“You didn’t get my text?”
“My phone was in my purse. I literally got it when Michelle called for me.”
Michelle smiled. “Take off with your friends. I’ll lock up.”
When we got to Luke’s car, Sam told me to wait while they pulled out my housewarming gift. It was a beautiful wooden easel, exactly like the ones I’d always told Sam I wanted when I was using the cheap ones at school.
My eyes filled with tears and I covered my mouth.
“What’s up?” Sam asked, her face a mask of worry.
I shook my head, wiping my tears away. “I just feel like a bad friend. Here you’ve got me a gift and I haven’t been honest with you.”
“What do you mean?” she asked warily.
“I’ll wait in the car,” Luke said, walking away quickly.
Sam waited until he had slammed the door to ask, “What’s going on?”
“Okay, you have to promise not to tell your mom because you know she’ll tell mine. Promise me?”
“You’re worrying me, Amy.”
“It’s not that bad, just promise me, okay?” When Sam nodded, I launched into the story.
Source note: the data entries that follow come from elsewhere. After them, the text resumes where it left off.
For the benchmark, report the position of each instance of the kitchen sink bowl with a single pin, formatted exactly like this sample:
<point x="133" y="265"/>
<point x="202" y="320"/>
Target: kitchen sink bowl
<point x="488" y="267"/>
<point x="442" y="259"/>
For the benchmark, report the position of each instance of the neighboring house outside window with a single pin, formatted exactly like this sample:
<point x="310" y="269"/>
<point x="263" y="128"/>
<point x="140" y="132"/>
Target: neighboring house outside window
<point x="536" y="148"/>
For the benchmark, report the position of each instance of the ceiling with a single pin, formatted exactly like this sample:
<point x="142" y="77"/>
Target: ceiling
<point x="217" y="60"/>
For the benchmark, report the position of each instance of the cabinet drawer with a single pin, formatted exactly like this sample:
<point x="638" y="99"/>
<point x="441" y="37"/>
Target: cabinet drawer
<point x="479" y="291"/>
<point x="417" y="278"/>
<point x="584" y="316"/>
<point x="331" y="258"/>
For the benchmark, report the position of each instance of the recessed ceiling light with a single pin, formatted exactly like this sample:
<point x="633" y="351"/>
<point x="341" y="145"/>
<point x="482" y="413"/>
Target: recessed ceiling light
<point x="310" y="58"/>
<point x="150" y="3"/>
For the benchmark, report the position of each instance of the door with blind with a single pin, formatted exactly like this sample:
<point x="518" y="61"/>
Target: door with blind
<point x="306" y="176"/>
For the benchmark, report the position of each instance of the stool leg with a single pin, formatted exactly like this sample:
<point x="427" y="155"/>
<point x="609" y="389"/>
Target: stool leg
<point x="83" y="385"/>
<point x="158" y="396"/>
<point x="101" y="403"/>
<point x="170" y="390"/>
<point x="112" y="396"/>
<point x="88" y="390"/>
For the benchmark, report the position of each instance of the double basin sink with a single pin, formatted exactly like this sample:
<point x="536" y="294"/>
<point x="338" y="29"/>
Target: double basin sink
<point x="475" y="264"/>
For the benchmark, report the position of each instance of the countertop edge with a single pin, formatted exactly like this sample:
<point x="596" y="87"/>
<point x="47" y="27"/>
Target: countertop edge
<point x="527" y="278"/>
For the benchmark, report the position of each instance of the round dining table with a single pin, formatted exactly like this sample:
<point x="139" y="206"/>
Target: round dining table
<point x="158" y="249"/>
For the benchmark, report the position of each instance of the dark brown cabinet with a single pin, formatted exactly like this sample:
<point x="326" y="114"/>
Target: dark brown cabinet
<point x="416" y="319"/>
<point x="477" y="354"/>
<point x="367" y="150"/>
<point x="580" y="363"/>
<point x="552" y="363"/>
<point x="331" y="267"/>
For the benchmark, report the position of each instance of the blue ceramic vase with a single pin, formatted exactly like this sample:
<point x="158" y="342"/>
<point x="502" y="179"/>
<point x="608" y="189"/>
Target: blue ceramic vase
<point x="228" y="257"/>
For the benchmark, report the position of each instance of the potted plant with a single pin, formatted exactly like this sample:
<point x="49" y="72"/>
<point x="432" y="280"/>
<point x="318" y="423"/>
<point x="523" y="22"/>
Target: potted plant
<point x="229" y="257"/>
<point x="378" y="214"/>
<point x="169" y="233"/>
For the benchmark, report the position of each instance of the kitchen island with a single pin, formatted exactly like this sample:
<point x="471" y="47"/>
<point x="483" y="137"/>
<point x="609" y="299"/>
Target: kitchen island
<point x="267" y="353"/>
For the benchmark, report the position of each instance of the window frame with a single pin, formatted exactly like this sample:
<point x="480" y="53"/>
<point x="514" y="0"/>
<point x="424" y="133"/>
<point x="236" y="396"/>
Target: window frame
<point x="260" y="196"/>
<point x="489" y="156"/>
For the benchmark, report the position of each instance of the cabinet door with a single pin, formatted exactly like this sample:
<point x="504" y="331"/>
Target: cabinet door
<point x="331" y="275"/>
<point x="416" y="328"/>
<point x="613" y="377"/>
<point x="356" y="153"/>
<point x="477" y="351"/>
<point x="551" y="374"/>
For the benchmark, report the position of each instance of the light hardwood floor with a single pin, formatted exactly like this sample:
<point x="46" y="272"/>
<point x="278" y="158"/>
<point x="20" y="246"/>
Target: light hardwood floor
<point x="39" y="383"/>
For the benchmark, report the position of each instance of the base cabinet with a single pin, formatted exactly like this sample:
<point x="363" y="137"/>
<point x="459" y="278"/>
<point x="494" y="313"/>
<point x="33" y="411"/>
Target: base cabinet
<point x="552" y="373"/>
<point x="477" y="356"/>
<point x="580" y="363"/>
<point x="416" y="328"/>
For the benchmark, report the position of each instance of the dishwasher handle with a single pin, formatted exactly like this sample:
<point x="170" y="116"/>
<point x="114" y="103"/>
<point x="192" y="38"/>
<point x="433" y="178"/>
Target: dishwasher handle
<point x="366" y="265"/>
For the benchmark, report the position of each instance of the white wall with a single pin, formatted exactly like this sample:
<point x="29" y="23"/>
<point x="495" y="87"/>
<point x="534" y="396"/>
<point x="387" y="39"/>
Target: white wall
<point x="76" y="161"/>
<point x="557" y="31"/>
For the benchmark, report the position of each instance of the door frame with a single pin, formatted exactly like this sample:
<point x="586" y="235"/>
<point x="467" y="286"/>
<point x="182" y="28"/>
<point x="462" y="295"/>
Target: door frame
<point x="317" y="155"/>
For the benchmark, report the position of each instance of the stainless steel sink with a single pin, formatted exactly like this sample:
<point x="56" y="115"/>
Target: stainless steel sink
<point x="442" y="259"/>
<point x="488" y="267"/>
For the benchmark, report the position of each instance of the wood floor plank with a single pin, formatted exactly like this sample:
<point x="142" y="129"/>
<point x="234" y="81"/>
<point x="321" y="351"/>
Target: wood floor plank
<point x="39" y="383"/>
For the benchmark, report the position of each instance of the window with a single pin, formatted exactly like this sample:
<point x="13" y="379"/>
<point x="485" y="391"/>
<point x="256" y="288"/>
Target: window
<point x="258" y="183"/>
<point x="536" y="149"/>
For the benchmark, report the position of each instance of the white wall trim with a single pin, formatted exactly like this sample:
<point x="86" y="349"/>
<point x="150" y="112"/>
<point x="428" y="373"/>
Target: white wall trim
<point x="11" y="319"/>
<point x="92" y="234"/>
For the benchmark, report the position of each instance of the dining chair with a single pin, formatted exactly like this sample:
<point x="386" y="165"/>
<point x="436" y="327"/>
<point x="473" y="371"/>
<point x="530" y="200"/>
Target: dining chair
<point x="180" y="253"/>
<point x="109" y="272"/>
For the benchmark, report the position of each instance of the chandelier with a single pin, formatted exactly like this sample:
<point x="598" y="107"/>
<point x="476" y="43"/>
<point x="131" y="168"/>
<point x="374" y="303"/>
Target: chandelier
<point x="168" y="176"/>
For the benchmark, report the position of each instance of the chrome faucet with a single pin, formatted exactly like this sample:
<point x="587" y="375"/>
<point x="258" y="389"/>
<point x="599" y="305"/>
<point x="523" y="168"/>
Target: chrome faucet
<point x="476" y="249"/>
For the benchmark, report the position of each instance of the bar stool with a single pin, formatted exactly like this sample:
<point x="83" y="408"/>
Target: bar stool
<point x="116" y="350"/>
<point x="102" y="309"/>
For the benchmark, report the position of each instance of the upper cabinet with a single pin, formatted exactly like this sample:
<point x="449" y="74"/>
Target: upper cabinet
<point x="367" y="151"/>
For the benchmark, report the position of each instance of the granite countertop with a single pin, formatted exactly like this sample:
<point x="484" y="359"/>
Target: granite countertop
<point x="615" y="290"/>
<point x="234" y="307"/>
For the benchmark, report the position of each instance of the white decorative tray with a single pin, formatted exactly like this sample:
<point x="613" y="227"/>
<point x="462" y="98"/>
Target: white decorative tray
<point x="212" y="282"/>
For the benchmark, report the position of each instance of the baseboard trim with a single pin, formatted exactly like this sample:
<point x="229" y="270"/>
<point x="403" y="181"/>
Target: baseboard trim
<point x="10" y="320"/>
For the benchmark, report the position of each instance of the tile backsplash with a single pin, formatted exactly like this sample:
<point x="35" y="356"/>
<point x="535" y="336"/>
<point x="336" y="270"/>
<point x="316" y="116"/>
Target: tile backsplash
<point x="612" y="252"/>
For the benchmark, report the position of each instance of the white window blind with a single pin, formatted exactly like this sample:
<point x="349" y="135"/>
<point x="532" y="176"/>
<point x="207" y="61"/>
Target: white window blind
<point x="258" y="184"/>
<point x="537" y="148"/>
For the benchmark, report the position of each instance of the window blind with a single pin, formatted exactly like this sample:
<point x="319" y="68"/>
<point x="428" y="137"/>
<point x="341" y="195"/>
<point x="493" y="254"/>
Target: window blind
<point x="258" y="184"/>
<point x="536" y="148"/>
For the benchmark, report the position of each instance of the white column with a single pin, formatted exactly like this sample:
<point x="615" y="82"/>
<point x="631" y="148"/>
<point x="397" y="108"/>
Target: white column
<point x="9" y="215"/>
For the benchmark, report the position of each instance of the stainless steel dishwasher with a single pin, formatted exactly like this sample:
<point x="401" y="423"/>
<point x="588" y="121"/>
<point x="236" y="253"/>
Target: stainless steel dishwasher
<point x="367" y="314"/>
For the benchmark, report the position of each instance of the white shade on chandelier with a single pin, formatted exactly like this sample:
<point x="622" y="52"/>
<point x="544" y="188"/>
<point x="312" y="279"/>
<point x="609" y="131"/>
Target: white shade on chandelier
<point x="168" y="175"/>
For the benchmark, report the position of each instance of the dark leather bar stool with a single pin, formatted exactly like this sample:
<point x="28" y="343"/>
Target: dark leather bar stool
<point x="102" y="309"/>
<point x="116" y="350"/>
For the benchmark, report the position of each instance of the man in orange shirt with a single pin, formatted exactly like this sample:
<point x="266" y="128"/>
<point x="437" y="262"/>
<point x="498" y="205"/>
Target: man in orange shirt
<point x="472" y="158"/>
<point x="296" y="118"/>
I told her about how Dallon had first appeared at my work after Jeremy told him I was at the Cat and Fiddle and we went for drinks. I told her he had appeared at my work again when I hadn’t answered his messages, and that I had ended up going to his place, where he made me dinner. I explained that he hadn’t wanted me to work at Mix and had suggested I save money by moving in with him. I then told her about what happened at my place and how he had negotiated my moving out with my landlord.
“So you’re living with him now?” Sam asked incredulously.
I nodded, an awkward smile on my face. If Dallon could meet Sam, he’d see that she was even more conservative than me. She was looking at me exactly the way I had expected she would.
“I was afraid you’d react like this,” I said softly. “It’s how my mom would react too.”
Sam’s face softened. “I don’t mean to be a mom about it, but I’m worried. How much do you know about this guy?”
I shrugged. “We’re closer than you’d expect considering the amount of time we’ve known each other.”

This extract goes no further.